Arturo Polizzi, chief human resources officer at ProMedica, called the voluntary retirement package “rich” and said he expects that many employees who are around the age of 55 will take the package and then get another job.
ProMedica and the other major hospital systems in Toledo have been a dependable and reliable source of jobs. As other companies suffered through the recession and struggled to hire new employees, hospitals continued to grow and expand. Between 2011 and 2013, the number of people employed by ProMedica grew from just over 10,000 to nearly 15,000.
“We are financially strong but we see reimbursements declining [from the federal Medicare and Medicaid programs] that are going to continue to decline so we are being proactive,” Mr. Polizzi said.
ProMedica is not alone. Hospitals across the country are in a period of transition and considering buyouts and even layoffs to cut costs because of financial pressures resulting from changes mandated in the Affordable Care Act.
The Affordable Care Act, also known as Obamacare, has significantly cut reimbursements to hospitals in Ohio through Medicare and Medicaid, said John Palmer, director of public affairs for the Ohio Hospital Association. “Ohio hospitals took a significant hit of $7.4 billion over 10 years,” he said.
“A lot of this had to be done to get uninsured more appropriate health care, but again with cuts to reimbursement, we are just trying to cope as best we can,” Mr. Palmer said. At present, he said, hospitals are reimbursed 83 cents on the dollar from Medicaid.
Mr. Polizzi stressed that ProMedica is seeking to be compassionate to its employees by offering voluntary reductions, whereas many hospitals across the country are using layoffs as a cost-saving tool.
The buyout is being offered to a small percentage of the employee population. He expects a minimum of 400 to 500 employees to accept the package. “With that we would feel comfortable that our expense reductions effort will be successful,” he said.
If the company does not meet that goal, however, it will then regroup and re-evaluate, but there has been no decision made about any future layoff of employees, he said.

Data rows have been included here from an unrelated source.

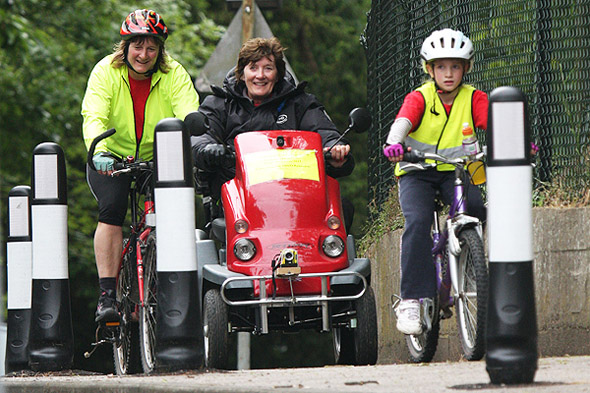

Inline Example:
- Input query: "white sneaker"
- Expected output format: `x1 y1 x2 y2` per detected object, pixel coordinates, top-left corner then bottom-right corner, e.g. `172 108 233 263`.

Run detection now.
395 299 422 335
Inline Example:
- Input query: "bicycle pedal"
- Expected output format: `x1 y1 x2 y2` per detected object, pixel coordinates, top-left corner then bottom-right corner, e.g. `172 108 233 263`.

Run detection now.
440 307 453 319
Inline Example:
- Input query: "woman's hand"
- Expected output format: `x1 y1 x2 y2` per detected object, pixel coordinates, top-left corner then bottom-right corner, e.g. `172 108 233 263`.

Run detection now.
324 145 350 168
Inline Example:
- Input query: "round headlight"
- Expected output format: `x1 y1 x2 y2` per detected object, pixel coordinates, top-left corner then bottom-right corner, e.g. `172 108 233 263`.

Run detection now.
234 239 256 261
322 235 344 258
234 220 248 233
326 216 340 230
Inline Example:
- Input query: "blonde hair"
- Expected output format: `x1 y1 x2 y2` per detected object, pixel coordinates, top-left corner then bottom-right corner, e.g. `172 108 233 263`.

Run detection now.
111 36 170 74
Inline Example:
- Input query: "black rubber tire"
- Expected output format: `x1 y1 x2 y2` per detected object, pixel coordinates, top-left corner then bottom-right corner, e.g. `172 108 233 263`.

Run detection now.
332 318 355 365
332 287 378 365
203 288 230 370
139 231 158 374
455 228 488 360
405 299 440 363
113 240 141 375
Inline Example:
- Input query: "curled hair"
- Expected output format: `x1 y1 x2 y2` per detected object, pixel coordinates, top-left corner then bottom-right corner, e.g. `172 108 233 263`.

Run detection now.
236 37 287 81
111 35 170 74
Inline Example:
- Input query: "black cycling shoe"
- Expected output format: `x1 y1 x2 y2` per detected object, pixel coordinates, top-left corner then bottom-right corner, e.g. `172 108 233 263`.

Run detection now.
94 290 121 323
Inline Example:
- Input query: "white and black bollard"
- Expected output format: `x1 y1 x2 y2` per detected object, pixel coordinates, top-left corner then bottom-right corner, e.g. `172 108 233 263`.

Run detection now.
486 87 539 384
4 186 33 373
29 142 74 371
154 118 205 369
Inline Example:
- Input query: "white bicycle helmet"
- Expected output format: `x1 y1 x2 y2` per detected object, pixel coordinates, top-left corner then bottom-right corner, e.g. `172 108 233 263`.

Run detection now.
420 29 475 71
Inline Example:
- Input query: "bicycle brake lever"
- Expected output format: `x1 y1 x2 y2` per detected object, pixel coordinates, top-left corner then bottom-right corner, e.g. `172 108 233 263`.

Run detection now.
111 168 131 177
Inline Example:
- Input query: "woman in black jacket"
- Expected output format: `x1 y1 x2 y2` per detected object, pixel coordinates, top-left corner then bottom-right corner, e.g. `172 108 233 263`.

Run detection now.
192 37 354 228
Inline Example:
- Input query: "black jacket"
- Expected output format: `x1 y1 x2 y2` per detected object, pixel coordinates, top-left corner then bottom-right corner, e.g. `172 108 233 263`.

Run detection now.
191 70 354 196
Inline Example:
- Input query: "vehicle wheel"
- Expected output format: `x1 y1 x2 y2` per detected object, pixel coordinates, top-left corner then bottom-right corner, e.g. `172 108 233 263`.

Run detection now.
332 287 377 365
203 288 229 370
139 232 158 374
455 228 488 360
405 299 440 363
113 239 141 375
332 320 354 364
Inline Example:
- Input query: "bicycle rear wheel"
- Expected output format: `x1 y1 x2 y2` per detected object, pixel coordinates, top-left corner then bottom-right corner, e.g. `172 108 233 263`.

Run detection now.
139 231 158 374
405 298 440 363
113 239 141 375
455 228 488 360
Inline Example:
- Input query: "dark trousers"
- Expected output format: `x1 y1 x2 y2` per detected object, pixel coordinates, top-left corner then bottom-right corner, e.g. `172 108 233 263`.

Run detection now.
399 169 486 299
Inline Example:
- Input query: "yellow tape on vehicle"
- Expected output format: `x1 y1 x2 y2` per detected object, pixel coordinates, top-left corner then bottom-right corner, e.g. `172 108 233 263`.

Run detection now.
243 149 320 185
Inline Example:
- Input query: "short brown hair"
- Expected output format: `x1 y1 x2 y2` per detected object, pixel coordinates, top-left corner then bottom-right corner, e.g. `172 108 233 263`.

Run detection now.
111 35 170 74
236 37 287 81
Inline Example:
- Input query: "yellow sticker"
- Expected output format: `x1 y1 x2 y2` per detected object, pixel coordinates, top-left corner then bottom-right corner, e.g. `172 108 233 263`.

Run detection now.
243 149 320 185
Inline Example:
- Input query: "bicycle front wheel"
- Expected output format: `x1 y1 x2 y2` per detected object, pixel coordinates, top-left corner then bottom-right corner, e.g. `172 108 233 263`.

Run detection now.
139 231 158 374
455 228 488 360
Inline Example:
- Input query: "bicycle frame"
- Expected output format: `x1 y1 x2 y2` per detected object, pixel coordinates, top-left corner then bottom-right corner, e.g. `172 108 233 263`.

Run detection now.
117 175 155 307
432 161 483 308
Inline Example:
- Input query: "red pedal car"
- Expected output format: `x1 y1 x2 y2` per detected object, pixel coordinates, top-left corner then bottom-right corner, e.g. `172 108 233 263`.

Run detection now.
197 108 377 369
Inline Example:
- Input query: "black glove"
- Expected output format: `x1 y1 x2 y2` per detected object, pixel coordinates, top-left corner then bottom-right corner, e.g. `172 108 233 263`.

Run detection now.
201 143 225 167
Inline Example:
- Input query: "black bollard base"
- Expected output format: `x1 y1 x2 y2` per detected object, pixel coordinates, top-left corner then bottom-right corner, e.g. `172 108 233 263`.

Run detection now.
4 309 31 373
29 279 74 371
155 271 205 371
486 340 537 385
486 262 539 385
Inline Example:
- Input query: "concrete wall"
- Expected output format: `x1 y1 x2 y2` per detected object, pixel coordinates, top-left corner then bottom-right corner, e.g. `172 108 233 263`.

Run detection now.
368 208 590 364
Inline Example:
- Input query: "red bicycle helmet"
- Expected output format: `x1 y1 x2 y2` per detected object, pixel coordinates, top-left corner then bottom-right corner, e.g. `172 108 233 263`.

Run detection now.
121 9 168 41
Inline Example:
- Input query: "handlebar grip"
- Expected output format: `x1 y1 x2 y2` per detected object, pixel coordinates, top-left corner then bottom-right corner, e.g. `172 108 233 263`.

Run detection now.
403 150 425 163
86 128 117 171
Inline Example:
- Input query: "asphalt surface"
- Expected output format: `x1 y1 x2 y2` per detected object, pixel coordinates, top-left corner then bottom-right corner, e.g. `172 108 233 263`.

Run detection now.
0 356 590 393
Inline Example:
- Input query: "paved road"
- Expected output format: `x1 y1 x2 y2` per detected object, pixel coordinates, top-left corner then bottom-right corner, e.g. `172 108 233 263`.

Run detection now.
0 356 590 393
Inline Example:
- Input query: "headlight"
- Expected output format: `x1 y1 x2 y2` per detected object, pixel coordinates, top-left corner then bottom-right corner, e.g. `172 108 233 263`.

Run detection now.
234 239 256 261
322 235 344 258
326 216 340 230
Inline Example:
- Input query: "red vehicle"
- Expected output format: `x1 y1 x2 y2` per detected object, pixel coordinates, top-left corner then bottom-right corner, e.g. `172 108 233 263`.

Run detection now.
197 108 377 369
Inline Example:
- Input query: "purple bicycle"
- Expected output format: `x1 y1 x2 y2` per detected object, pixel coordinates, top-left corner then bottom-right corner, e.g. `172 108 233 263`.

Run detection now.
394 150 488 363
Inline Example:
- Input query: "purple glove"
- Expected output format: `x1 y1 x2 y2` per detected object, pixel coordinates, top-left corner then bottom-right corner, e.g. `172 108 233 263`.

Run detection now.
383 143 404 158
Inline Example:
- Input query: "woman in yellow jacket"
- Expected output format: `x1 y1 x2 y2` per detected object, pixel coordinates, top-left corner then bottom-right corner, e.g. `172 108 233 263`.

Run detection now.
82 9 199 323
383 29 488 334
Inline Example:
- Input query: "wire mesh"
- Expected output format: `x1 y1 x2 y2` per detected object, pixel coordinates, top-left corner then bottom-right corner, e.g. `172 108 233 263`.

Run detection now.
362 0 590 210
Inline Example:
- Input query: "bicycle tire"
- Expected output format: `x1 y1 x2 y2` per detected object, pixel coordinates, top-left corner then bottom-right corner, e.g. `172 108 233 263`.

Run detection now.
405 298 440 363
113 239 141 375
203 288 229 370
332 287 378 365
139 231 158 374
455 228 488 360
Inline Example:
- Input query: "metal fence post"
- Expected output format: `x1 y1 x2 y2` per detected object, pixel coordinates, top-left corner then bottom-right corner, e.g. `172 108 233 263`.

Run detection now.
486 87 538 384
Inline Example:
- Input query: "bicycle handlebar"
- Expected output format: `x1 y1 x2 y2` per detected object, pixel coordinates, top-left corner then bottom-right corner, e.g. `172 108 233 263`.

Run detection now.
403 149 485 165
86 128 117 171
86 128 153 176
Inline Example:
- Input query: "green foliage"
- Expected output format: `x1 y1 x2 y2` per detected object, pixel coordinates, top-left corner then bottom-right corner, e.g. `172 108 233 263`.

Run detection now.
357 184 405 255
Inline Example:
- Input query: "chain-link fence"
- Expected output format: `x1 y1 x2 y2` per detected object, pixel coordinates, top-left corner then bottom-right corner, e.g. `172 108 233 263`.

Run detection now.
362 0 590 210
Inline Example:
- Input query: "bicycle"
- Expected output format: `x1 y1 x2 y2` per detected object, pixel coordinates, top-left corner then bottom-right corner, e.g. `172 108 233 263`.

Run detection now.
84 129 157 375
393 150 488 363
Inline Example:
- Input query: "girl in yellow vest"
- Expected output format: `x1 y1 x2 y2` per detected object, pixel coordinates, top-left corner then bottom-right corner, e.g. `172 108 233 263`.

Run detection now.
383 29 488 334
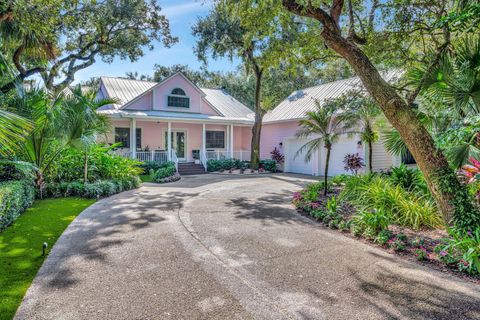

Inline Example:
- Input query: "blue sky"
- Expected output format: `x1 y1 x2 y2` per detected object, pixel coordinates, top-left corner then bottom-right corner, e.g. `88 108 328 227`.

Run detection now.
75 0 238 82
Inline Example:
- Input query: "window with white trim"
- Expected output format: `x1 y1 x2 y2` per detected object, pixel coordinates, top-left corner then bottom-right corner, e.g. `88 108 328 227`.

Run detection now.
168 88 190 108
205 131 225 149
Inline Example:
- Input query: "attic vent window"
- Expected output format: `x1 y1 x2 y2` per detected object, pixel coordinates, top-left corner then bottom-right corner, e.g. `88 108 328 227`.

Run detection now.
288 90 306 101
168 88 190 108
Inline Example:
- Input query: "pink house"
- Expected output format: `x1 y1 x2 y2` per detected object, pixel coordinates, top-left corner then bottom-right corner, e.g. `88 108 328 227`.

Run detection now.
98 73 253 174
99 72 405 175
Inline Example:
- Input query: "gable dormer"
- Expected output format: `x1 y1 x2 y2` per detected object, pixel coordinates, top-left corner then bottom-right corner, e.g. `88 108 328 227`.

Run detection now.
123 73 221 116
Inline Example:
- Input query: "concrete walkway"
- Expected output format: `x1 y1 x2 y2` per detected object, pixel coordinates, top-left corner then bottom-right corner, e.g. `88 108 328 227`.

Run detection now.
16 174 480 320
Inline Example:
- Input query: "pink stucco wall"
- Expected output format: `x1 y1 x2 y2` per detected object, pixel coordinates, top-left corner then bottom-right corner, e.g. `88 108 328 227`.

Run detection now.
260 121 299 159
127 75 219 115
107 120 251 161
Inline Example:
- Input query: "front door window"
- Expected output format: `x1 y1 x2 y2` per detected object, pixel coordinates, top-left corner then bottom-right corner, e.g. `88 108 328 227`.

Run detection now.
164 131 187 161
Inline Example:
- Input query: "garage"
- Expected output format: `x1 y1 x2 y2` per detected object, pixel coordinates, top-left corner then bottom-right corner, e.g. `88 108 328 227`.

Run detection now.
283 138 317 175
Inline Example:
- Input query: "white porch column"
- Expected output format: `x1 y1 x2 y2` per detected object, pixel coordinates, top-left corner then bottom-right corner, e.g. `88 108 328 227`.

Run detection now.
130 118 137 159
167 121 172 161
230 124 233 159
202 123 207 156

Other hospitals in the region have already taken steps to trim costs. According to Crain Communications, the Cleveland Clinic recently announced that it would offer early retirement packages to 3,000 employees and that layoffs could be on the horizon. The hospital is trying to trim $330 million from its budget for next year.
In Michigan, the Detroit Medical Center announced 300 layoffs earlier this year, and the University of Michigan Hospital also laid off 15 managers during fiscal year 2013, which ended June 30.
This time last year, Mercy Health System, which has eight hospitals including Mercy St. Vincent Medical Center and Mercy St. Charles, laid off 38 employees and reduced the hours of 20 others as a part of its plan to reorganize its health-care network under the Affordable Care Act. The employees who lost their jobs were in administrative support, inpatient therapy, and supply management. Some were offered other positions in the hospital.
Every hospital across the state, if not taking action, is at least in discussions on how to cope with the changes, Mr. Palmer said.